I would like to heartily endorse a different gadget, though. I’m writing this entry on a brand new Samsung NC10 ‘netbook’, or ‘ultra-portable’ mini-laptop. It’s like a Travel Scrabble version of a normal computer: half the size, half the weight, yet the keyboard is close to full size. Which was the ‘deal breaker’ for me: writing on a Blackberry or anything smaller is just too fiddly. Thebattery seems to lasts forever, and as is typical with these things, the hard drive is actually three times the capacity of my iBook, just because it’s been made three years later. Oh, and at half the cost – £299.

Because the iBook is just that little bit too heavy to lug around when travelling – or at least, too heavy for me – I’d had my sights on a mini-laptop for months. As soon as I can afford it, I promised myself. Of course, the day I COULD finally afford it – after my first pay cheque with the new job – the device I was after effectively obsolete.

‘But I thought the Asus Eee won all the awards for Best Little Computer Of The Year,’ I protested to the shop assistant.

‘It did,’ he replied. ‘But that was a month ago. This is the next one.’

It IS very cute, though…

***
A recent Sunday. Lawrence G’s last day before deportation. I meet him in Marine Ices, Chalk Farm, along with Talulah and David R-P. Even though it’s him that’s leaving, I come away with presents: flowers and scarves.

In the Gents toilets, what looks at first like a folded-up nappy changing table turns out to be a state of the art Dyson hand drier.  You lower your hands vertically – cautiously – into the radiator-like apparatus, then an almighty jet of air blasts any hint of wetness into another dimension.

I get back to the table and babble excitedly to Lawrence and Talulah about this sci-fi experience.

‘That’s what I love about you,’ says L. ‘Only you would get so excited about an electric hand drier.’

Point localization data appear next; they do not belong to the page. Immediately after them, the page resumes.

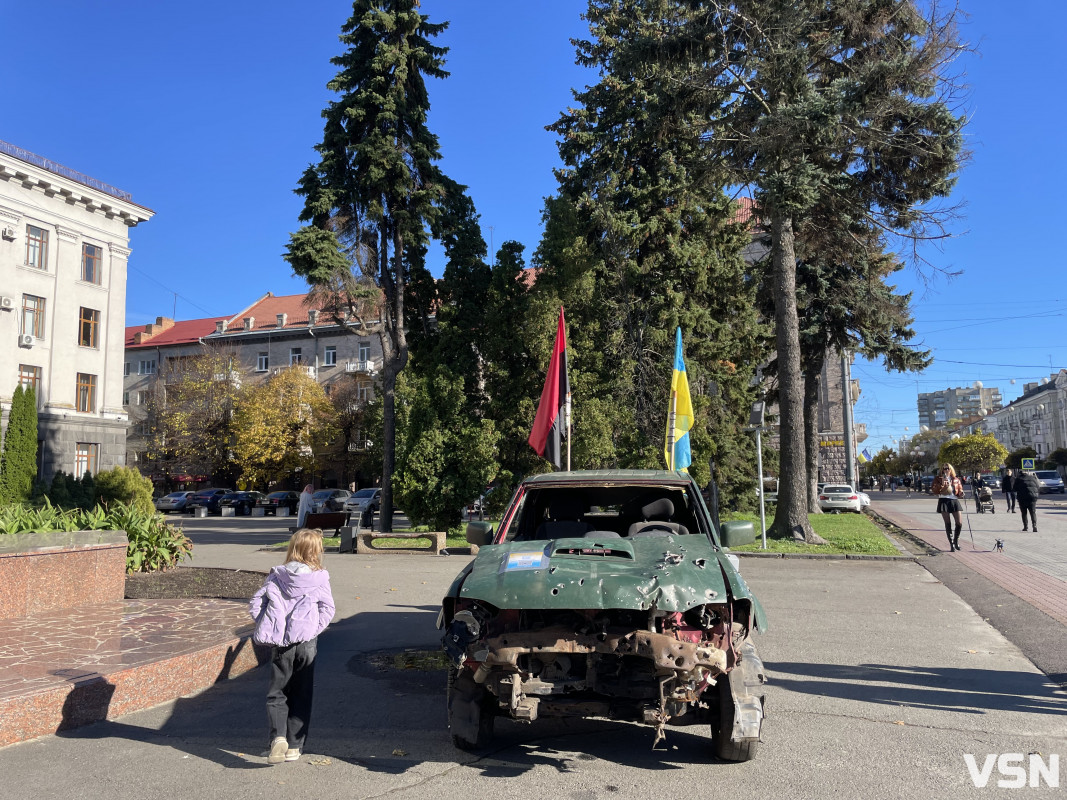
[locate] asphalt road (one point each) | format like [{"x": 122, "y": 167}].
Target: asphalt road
[
  {"x": 880, "y": 681},
  {"x": 1045, "y": 550}
]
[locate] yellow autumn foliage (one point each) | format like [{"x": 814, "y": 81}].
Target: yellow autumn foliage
[{"x": 281, "y": 426}]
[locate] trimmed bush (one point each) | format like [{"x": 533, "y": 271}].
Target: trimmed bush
[
  {"x": 153, "y": 543},
  {"x": 124, "y": 484}
]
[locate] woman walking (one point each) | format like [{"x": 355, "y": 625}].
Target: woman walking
[
  {"x": 293, "y": 606},
  {"x": 949, "y": 489}
]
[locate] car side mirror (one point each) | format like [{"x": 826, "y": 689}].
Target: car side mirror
[
  {"x": 736, "y": 532},
  {"x": 479, "y": 533}
]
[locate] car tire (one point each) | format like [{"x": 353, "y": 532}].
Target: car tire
[
  {"x": 462, "y": 688},
  {"x": 725, "y": 747}
]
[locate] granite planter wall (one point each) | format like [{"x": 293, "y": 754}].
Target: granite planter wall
[{"x": 46, "y": 572}]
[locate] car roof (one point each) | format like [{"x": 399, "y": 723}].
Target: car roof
[{"x": 609, "y": 476}]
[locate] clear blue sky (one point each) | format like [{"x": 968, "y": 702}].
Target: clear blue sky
[{"x": 208, "y": 113}]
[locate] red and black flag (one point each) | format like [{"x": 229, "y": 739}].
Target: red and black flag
[{"x": 548, "y": 426}]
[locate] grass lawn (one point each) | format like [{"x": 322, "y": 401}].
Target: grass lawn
[
  {"x": 456, "y": 538},
  {"x": 853, "y": 533}
]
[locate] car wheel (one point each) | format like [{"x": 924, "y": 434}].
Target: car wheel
[
  {"x": 471, "y": 710},
  {"x": 725, "y": 748}
]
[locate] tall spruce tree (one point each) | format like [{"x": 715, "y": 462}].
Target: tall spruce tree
[
  {"x": 373, "y": 191},
  {"x": 18, "y": 464},
  {"x": 842, "y": 102},
  {"x": 651, "y": 246}
]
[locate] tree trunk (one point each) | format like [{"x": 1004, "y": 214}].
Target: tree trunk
[
  {"x": 791, "y": 514},
  {"x": 811, "y": 436},
  {"x": 395, "y": 358}
]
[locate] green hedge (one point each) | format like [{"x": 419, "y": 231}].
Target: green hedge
[{"x": 153, "y": 543}]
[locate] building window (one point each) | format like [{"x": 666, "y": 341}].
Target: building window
[
  {"x": 89, "y": 328},
  {"x": 85, "y": 458},
  {"x": 86, "y": 393},
  {"x": 33, "y": 316},
  {"x": 91, "y": 262},
  {"x": 29, "y": 377},
  {"x": 36, "y": 248}
]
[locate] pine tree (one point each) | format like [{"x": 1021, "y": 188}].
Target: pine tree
[
  {"x": 840, "y": 102},
  {"x": 375, "y": 189},
  {"x": 651, "y": 246},
  {"x": 18, "y": 464}
]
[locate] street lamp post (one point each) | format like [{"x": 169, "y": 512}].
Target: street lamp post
[{"x": 755, "y": 426}]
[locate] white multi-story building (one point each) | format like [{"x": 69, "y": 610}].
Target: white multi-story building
[
  {"x": 64, "y": 244},
  {"x": 1037, "y": 419}
]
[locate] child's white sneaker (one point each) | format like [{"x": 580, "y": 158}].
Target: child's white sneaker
[{"x": 277, "y": 749}]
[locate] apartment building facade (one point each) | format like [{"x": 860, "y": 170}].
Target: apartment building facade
[
  {"x": 64, "y": 245},
  {"x": 274, "y": 333},
  {"x": 1037, "y": 419},
  {"x": 962, "y": 402}
]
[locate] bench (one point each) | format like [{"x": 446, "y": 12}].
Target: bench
[
  {"x": 327, "y": 521},
  {"x": 365, "y": 542}
]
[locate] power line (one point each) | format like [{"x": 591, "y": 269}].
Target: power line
[{"x": 187, "y": 300}]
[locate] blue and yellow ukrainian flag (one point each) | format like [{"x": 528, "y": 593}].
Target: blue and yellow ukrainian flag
[{"x": 681, "y": 403}]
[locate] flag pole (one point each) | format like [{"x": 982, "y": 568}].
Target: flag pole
[
  {"x": 567, "y": 414},
  {"x": 670, "y": 427}
]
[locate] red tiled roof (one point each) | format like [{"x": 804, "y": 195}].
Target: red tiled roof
[
  {"x": 266, "y": 309},
  {"x": 164, "y": 332},
  {"x": 745, "y": 209}
]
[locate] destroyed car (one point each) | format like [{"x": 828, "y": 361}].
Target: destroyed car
[{"x": 606, "y": 593}]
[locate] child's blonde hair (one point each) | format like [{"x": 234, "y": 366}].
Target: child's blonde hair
[{"x": 305, "y": 546}]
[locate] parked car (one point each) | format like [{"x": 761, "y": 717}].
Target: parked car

At which point David joins us

‘Wow!’ he says. ‘There’s this amazing hand drier in the gents…!’

***
A discovery from re-entering the world of work:

All moments are stolen moments. Work, sleep, leisure, creativity, romance, shopping, enjoying the latest developments in electronic hand driers. Even doing nothing is a stolen moment. You just realise it’s a deliberate nothing.

What’s exhausting me is not so much the work itself but the strain of learning it as I go along.  I’m still trying to take on board and remember all the various quirks and details of information that are second nature to those who’ve been here for a while. So far, I’ve been concentrating on turning up on time, remembering my entrances and exits and cues, and generally trying not to walk into the scenery.

Further across the floor is Mr D, who’s already taken me for a post-work drink. At 7am. There’s a pub in Borough Market – the Market Trader, I think it’s called -  that opens in the early morning, with last orders at 9am. We catch a bus across Tower Bridge to get there, watching the sun come up over the Thames. All the iconic London landmarks at their best, in the comely pink prism of dawn.